Shared API backend for Tripod — a platform powering multiple language and translation tools. Handles authentication (JWT), app-scoped RBAC, and core data (languages, projects, organizations, phases).
Stack: FastAPI · SQLAlchemy 2 async · Alembic · PostgreSQL (Neon) · uv · Docker · Cloud Run
app/
├── api/ # FastAPI routers (one file per domain: auth, languages, orgs, projects, phases, roles)
├── core/ # Config, database engine, middleware, exceptions
├── db/
│ └── models/ # SQLAlchemy ORM models, one file per domain:
│ # auth.py · language.py · org.py · phase.py · project.py
├── models/ # Pydantic request/response schemas, mirroring db/models structure
└── services/ # Business logic, one package per domain:
# auth/ · authorization/ · language/ · org/ · phase/ · project/
# Each package exposes one function per file.
alembic/ # Database migrations
scripts/ # One-off scripts (e.g. seed_apps_roles.py)
tests/ # Async pytest suite, one file per service domain
http/ # .http request examples (VS Code REST Client / JetBrains)
Each layer has a single responsibility: routers call services, services use db models, Pydantic models handle serialization.

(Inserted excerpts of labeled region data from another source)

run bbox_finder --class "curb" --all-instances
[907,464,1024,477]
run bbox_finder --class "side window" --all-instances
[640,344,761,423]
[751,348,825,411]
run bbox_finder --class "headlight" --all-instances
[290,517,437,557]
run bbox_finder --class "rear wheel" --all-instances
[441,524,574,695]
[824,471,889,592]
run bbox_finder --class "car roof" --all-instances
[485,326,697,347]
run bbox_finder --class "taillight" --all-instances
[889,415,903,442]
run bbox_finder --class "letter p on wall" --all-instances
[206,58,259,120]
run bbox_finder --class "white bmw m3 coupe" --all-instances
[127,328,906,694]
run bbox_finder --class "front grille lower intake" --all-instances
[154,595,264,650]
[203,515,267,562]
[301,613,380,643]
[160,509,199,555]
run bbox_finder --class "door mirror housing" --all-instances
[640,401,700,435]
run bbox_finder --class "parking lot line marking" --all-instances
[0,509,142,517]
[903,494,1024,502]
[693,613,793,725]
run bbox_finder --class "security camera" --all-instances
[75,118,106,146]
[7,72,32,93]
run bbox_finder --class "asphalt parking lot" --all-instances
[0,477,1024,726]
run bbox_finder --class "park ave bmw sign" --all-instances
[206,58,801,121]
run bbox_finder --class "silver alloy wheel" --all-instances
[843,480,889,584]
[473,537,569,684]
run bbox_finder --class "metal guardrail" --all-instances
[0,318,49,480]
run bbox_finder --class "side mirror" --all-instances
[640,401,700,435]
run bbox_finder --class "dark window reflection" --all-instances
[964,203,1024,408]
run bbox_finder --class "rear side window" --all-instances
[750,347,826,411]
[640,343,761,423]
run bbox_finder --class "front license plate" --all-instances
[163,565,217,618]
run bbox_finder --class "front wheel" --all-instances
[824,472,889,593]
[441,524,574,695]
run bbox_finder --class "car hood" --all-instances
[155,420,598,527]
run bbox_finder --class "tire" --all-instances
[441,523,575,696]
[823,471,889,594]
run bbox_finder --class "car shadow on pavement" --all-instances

No business logic lives in routers; no DB calls live outside services.
| Trigger | What happens |
|---|---|
| Pull request | ruff check + ruff format + pytest |
Push to main |
Build image → alembic upgrade head → deploy to Cloud Run |
Secrets required in GitHub Actions (Settings → Secrets):
| Secret | Purpose |
|---|---|
GCP_PROJECT_ID |
Artifact Registry & Cloud Run project |
GCP_SA_KEY |
Service account JSON (Cloud Run Admin, Artifact Registry Writer, Secret Manager Accessor) |
SECRETS_PROJECT_NUMBER |
Project number for Secret Manager (tripod_backend_neon_database_url, tripod_backend_jwt_secret) |
Config is pulled from GCP Secret Manager at container startup — no env vars are set manually in production or CI.
Secrets are fetched from GCP Secret Manager via a sidecar (gcp-secrets) on startup.
# 1. Authenticate
gcloud auth application-default login
# 2. Start the stack (SECRETS_PROJECT_ID tells the sidecar which GCP project to read secrets from)
SECRETS_PROJECT_ID=<id> docker compose up --build backend
# 3. In another terminal — apply migrations, seed, run tests
docker compose exec backend sh -c "set -a && . /run/secrets/.env && set +a && uv run alembic upgrade head"
docker compose exec backend sh -c "set -a && . /run/secrets/.env && set +a && uv run python scripts/seed_apps_roles.py"
docker compose exec backend sh -c "set -a && . /run/secrets/.env && set +a && uv run pytest tests"Use a Neon dev branch for local work to avoid touching production data.
# Create (after changing models)
docker compose exec backend sh -c "set -a && . /run/secrets/.env && set +a && uv run alembic revision --autogenerate -m 'short description'"
# Apply locally (manual — never run automatically against local DB)
docker compose exec backend sh -c "set -a && . /run/secrets/.env && set +a && uv run alembic upgrade head"Production migrations run automatically on deploy (after merge to main).
uv run ruff check . --fix
uv run ruff format .Or via Docker: docker compose --profile lint run --rm lint
http/ contains .http request files for health, auth, and roles. See http/README.md for token usage.